慕无邪勤快的点了点头,“嗯嗯,这可是你师兄的原话哦。”
“你觉得,我会吗,”
慕无邪想也没想的摇了摇头,“不会,”
“嗯,真聪明,”我从腰间拿出一瓶药,转动着,继续说道,“还有,那句话是我师兄说的吗,”
“呵呵,不是,”慕无邪盯着药瓶,嘴角抽了两下,“不过,前半句确实是你师兄说的。”
“哦,”我一副恍然大悟的模样把药瓶收回腰间,拍着慕无邪的肩膀,“既然是师兄告诉你的,那你就要负好责任,晚上要守夜,保护好我们,你看我们两个女子都不会武功,多危险啊,还有,”
“浅浅,”
“还有啊,像我们女孩子啊,就是麻烦些,有时要买的什么胭脂了,首饰了,衣服了,就都要麻烦你了,女孩子嘛,好不容易出来一次,你总不能不让我们买东西。”
“浅浅,”慕无邪的声音颤了起来,妖孽的小脸皱在一起还是那么的动人,哈哈。
“对了,最重要的就是,女孩子,一个月总会有那么几天,我们出门不方便,所以,你懂得,”我一脸诚恳认真外加一点点略微害羞的说道。
“不要啊,浅浅,”
“大侠一路上要保护我们,我们只好领了这份心了,”
“浅浅,”调调拉的长长的。
我实在忍不住笑了起来,“好了好了,给你逗着玩呢,”
我刚要把拍他的手抽出来,不料却被他一把抓住,他的手宽厚有力,由于练剑的原故,手心略觉得粗糙。

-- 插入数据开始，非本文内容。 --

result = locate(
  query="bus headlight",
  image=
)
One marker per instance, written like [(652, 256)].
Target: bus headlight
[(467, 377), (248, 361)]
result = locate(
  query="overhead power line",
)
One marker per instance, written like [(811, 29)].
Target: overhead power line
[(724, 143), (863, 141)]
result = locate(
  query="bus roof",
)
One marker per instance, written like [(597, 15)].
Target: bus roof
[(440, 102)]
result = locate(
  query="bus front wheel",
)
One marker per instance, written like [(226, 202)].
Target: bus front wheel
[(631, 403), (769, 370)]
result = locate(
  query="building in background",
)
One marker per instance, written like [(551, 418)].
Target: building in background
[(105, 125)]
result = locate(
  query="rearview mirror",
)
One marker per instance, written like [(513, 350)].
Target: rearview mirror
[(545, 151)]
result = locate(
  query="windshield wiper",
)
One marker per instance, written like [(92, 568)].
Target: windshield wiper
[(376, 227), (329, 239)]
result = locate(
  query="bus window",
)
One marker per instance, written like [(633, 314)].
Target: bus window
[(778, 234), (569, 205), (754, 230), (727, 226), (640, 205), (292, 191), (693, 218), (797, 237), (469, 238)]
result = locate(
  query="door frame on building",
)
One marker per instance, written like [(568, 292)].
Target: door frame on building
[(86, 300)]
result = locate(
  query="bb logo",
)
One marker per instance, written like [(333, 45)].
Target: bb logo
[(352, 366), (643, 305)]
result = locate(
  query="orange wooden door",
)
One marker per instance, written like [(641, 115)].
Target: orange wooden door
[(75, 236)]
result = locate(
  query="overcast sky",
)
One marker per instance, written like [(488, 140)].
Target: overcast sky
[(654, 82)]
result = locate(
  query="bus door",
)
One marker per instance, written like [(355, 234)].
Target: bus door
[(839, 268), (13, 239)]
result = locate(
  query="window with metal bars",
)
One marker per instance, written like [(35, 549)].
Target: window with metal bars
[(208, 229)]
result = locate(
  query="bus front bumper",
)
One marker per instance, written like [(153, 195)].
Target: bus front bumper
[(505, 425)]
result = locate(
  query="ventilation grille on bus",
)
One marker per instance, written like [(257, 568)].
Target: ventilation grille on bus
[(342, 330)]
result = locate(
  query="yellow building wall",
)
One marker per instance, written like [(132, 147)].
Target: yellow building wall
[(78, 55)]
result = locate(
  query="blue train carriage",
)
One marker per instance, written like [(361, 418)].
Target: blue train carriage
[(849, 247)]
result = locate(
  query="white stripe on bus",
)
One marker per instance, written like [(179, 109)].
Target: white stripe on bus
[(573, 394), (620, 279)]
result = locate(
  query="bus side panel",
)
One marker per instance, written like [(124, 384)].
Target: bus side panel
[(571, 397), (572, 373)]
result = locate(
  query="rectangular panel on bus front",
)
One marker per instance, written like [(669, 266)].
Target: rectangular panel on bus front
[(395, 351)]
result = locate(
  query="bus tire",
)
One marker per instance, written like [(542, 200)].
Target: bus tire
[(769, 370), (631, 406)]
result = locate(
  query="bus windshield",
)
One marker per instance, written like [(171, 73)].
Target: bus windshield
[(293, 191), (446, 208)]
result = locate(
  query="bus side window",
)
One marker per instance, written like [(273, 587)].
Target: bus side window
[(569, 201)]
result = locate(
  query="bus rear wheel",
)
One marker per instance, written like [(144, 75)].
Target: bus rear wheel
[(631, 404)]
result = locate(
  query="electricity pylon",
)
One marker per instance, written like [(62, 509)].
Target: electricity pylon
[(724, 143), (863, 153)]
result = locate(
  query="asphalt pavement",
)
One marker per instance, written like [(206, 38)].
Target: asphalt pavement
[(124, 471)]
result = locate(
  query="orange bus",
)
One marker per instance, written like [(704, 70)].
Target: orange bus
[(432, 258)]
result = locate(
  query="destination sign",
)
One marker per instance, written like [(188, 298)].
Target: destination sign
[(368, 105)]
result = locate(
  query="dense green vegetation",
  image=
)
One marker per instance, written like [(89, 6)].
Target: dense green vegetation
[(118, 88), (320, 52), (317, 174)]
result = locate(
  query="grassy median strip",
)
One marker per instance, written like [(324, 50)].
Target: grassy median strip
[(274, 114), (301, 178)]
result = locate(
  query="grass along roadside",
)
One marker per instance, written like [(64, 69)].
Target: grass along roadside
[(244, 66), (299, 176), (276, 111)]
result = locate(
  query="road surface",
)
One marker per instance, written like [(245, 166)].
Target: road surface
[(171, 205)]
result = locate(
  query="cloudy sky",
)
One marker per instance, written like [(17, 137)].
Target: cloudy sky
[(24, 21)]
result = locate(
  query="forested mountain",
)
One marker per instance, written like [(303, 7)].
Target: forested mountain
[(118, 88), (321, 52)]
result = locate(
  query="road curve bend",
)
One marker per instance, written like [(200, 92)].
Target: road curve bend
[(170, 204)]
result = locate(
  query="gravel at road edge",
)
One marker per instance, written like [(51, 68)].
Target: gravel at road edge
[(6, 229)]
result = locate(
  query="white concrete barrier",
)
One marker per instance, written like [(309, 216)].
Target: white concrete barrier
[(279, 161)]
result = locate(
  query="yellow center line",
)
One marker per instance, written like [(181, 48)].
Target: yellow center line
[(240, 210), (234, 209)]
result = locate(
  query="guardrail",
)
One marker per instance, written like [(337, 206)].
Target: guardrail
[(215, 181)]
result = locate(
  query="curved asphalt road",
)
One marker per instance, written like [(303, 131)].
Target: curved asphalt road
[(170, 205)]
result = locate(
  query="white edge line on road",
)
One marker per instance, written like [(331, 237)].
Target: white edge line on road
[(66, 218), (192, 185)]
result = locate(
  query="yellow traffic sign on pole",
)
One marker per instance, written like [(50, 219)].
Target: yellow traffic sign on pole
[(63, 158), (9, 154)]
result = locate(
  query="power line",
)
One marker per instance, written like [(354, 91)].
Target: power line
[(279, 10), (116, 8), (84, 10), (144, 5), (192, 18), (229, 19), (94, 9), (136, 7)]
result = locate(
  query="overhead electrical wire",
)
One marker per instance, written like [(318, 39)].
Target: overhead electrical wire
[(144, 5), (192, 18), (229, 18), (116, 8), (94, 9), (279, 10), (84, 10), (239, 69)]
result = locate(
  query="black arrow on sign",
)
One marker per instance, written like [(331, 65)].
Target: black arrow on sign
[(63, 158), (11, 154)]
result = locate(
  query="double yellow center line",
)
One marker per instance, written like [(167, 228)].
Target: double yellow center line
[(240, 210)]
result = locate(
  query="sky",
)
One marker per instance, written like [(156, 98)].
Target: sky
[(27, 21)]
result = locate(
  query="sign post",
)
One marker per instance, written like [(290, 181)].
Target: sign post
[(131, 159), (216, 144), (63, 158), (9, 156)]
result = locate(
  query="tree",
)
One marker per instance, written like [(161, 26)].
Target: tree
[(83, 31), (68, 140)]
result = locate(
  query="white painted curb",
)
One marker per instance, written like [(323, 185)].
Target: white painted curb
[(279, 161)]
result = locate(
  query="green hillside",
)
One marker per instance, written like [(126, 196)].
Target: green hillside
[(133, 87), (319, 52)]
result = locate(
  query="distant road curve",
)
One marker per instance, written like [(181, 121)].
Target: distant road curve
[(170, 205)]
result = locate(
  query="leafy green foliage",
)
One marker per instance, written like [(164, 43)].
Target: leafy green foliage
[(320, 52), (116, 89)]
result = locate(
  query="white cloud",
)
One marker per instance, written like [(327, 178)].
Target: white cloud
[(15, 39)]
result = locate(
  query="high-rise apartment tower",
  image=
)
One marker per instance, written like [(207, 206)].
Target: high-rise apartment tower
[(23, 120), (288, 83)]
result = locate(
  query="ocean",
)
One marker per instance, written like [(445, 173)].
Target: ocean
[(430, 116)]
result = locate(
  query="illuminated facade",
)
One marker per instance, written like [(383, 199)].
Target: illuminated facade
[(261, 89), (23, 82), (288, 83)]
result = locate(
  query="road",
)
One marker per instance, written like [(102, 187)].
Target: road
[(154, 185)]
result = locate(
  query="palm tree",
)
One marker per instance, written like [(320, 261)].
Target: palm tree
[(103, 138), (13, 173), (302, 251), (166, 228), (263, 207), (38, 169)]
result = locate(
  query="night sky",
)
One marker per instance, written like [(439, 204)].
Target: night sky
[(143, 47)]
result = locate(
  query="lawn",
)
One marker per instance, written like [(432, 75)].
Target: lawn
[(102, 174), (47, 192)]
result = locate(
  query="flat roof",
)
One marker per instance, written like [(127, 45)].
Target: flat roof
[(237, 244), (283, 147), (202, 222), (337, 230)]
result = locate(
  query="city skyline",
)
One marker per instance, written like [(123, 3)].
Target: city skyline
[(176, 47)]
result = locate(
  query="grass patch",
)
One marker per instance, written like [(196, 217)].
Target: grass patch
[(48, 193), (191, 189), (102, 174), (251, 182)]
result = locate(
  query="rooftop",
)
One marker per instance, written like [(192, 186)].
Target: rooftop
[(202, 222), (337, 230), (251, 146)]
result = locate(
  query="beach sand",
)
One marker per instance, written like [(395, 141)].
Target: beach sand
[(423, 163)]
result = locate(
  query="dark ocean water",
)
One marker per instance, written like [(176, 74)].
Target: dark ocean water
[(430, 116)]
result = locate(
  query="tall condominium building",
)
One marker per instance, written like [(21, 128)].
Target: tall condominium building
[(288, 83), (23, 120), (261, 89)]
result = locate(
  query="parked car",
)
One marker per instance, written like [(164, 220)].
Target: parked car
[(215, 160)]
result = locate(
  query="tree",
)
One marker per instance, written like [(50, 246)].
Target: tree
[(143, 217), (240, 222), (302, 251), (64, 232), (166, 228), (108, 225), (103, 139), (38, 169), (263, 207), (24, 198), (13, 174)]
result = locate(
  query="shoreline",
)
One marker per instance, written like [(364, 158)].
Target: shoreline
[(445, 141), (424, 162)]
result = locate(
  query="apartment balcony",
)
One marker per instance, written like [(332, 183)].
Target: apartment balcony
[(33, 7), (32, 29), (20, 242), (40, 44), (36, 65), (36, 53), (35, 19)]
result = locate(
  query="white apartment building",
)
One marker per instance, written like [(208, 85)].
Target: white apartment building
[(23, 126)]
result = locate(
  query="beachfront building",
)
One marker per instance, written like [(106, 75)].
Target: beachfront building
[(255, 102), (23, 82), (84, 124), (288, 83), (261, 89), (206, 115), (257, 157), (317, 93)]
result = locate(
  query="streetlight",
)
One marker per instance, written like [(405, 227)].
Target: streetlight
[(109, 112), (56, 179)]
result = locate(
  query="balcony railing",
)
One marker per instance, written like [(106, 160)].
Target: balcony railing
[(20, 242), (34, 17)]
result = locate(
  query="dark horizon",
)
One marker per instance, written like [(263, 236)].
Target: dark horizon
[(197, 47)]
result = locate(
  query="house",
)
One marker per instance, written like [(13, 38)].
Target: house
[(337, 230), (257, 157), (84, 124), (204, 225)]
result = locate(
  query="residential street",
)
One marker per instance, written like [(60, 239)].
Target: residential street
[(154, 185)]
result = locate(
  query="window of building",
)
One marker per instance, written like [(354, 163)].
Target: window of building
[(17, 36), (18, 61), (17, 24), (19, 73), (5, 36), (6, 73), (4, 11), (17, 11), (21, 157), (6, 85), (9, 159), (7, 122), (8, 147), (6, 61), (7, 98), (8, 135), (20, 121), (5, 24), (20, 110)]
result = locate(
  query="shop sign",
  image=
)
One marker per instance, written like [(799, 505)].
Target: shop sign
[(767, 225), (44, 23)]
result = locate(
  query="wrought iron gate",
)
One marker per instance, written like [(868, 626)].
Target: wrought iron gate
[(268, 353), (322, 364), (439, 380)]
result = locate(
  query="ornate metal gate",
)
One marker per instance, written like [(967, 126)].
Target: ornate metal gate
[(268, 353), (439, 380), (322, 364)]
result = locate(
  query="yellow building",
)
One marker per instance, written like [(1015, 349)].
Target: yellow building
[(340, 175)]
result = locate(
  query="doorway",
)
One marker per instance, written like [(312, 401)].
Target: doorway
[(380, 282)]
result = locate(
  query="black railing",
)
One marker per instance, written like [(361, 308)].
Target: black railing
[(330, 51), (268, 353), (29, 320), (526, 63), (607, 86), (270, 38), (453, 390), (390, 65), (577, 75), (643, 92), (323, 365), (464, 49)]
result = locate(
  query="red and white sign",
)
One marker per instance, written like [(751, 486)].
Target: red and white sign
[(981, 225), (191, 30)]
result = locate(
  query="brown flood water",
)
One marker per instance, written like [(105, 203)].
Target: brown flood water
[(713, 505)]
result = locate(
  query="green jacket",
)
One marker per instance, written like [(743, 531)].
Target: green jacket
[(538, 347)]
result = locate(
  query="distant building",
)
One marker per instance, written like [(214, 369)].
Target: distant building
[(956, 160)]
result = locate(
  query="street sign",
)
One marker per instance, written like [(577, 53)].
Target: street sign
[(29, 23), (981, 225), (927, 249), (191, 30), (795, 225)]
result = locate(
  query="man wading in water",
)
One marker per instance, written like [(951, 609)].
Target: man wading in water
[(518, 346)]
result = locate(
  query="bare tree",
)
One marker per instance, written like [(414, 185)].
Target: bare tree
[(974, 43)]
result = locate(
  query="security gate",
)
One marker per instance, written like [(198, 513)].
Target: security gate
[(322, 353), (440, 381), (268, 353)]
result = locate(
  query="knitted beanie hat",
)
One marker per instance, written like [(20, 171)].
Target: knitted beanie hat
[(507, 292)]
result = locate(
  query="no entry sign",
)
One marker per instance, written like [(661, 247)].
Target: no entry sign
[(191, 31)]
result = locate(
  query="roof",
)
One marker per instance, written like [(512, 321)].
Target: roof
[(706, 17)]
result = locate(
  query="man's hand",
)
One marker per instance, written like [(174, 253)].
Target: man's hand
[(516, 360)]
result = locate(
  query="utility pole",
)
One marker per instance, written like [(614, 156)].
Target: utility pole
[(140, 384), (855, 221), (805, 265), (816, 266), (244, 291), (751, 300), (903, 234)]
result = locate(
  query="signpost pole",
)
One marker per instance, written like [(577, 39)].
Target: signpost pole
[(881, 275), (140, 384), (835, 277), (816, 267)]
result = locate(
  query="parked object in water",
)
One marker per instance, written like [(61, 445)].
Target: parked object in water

忽觉一股股暖流从手心传来,我别扭的紧,挣脱了几下,他反而握的更紧。
“浅浅,”
我抬头看着他,他整个人背着光,一片黑暗,看不到表情,我只能感觉到此刻的他和平日里有写不同。
“浅浅,相信我。”
他每说一个字,握着我的手都会用力紧一下。
曾几何时,在某一个时刻也曾有人这样对我说过,可他却在转身之后便将我休掉,相信,这两个字好重,我承载不起。
我没有点头也没有摇头,只是淡淡的说了句,回去吧。
回房间的时候路过樱桃的屋子,心里隐约还是有些担心便推门进去,看到樱桃安稳睡去才放下了心回到了房间。
躺在床上翻来覆去的睡不着,想起那次确实有些后怕,若不是越子文及时发现,后果,我真的不敢想,我差点就害了樱桃,可我素来平淡从未树敌,这次怎会找到我这里来,甚至对我这里的一切都了如指掌,到底是什么人呢。
越子文那日只是路过我们的道观,本没有要进去的打算,却见有一黑影在道观外忽的离去,便起了疑心,进道观住的那些时日便是要观察此事。
只是没想到那人竟然先对樱桃下手,就在越子文要走的那个晚上,若不是他有起夜的习惯再加上平日里警惕性高怕是那人便已经得手。
樱桃和我的房间挨的近,听到打斗声便赶紧出去,便见越子文同一黑衣人打斗起来,越子文功夫虽是不错,可那黑衣人却是掌掌阴毒,步步紧逼,趁着二人分开的缝隙,我便用药迷了那人的眼睛,才将其捉拿,只是说了句受命要杀了名叫苏浅的人便吞毒自尽了,唯一的线索便是黑衣人服的毒药,烟醉,美丽的名字却有着致命的药性,此药虽然普遍,但眼下却也是唯一的线索,此次出来,一是把师父交代的事情给办了,二便是要找到这个幕后。
正想着呢,突然看到窗外有身影闪过。